マホガニーのデスクの向こうに座って

2011/01/22 16:21


卒論も完成がいよいよ近くなり、何となく思い描いていたよりもそれは軽くて肌馴染みの良いものだったのだなあ、なんて考えている。もっとずしりと重みがあって、扱いに苦労して、硬質で、自分が生み出したものではない感覚が私の背に肩にのしかかるものだと思っていた。思うに、きっとそれは、知ではなかったのだ。学んだことは、重さとして認識されるのではなく、自らに溶け込んでしまうような分かち難いものでなければならない。

文学、社会学、心性史、宗教、歴史、哲学、その他。「つまらぬと思わせるような。退屈してしまうものは書かぬように」と忠告を与えた教授に「おもしろい」と言わしめたことは、今のところ一番の成果だと思っている笑 つきまぜて組み立てて生まれたものには、まだ穴がポツポツと空いている。それを撫ぜて撫ぜて、ちょっとだけ綺麗にする。そうして私は一月の最後の一週間を過ごすだろう。
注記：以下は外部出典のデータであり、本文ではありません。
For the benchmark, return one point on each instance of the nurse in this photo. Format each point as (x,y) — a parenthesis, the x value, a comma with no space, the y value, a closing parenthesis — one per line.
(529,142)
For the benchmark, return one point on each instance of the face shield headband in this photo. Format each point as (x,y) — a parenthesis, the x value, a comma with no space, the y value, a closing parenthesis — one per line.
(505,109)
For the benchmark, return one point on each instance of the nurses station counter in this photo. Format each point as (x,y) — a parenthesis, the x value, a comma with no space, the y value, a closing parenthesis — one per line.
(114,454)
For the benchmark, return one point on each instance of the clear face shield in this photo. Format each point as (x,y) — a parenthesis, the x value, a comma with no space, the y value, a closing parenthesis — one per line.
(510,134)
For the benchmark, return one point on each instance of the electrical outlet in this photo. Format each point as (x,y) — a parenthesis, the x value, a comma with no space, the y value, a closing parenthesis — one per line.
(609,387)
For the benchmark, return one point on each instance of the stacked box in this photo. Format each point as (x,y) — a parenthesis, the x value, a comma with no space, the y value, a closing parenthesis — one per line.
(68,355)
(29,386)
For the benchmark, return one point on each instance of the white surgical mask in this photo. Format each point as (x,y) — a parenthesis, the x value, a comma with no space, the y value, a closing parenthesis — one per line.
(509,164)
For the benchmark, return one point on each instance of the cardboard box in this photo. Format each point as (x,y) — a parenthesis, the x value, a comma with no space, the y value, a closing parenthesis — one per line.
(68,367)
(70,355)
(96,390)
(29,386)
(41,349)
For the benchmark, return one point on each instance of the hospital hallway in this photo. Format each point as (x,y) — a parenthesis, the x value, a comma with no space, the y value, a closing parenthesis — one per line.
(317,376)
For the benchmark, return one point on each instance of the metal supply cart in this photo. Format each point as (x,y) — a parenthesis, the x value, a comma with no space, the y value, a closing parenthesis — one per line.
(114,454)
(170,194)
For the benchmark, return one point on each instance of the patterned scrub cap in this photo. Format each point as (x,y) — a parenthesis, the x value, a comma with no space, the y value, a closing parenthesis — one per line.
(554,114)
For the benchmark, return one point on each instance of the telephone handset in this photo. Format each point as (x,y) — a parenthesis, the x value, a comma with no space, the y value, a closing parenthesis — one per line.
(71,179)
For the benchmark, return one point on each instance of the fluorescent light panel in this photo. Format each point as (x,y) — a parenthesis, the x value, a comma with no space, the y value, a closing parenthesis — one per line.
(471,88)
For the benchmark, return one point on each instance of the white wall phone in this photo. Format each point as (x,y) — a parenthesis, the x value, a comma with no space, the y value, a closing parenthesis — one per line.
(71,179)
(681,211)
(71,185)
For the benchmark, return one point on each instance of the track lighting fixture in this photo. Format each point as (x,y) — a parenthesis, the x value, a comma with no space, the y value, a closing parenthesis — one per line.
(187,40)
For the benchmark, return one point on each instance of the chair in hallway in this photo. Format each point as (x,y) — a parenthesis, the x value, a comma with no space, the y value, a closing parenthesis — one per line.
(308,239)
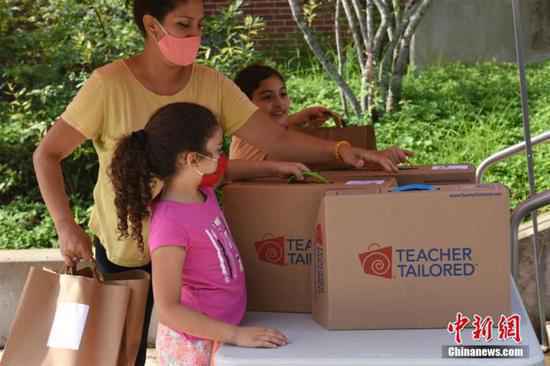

前髪の毛流れが変わった気がしてならない。分け目を意識してからこのかた左に流しているのだけれど、朝起きて姿見を覗きこむと、前髪は僅かなうねりとともに右を向いている。試しに右向きに分け目を作ってみたらば、見知らぬ顔がそこにあった。人の顔は人が思っているほど対称ではないとはよく言ったもので、果たしてこれは本当に私であるのかと、寝ぼけまなこの成せる幻覚めいたものではないかと思うほどであった。流す必要があるほどの長さは落ち着かぬので、そのうちにばっつり断ち切ってしまうだろうが、さて三か月ほど美容室をご無沙汰しているのだ。野暮ったさと紙一重の重めロングにするか、またはいつもの如く市松人形にしてもらうか。



▼飲み物の入った容器をうっかり引き倒してしまい、中身をぶちまけるというイメージが頭を離れなくて、何だこれは、一種の強迫神経症だろうか。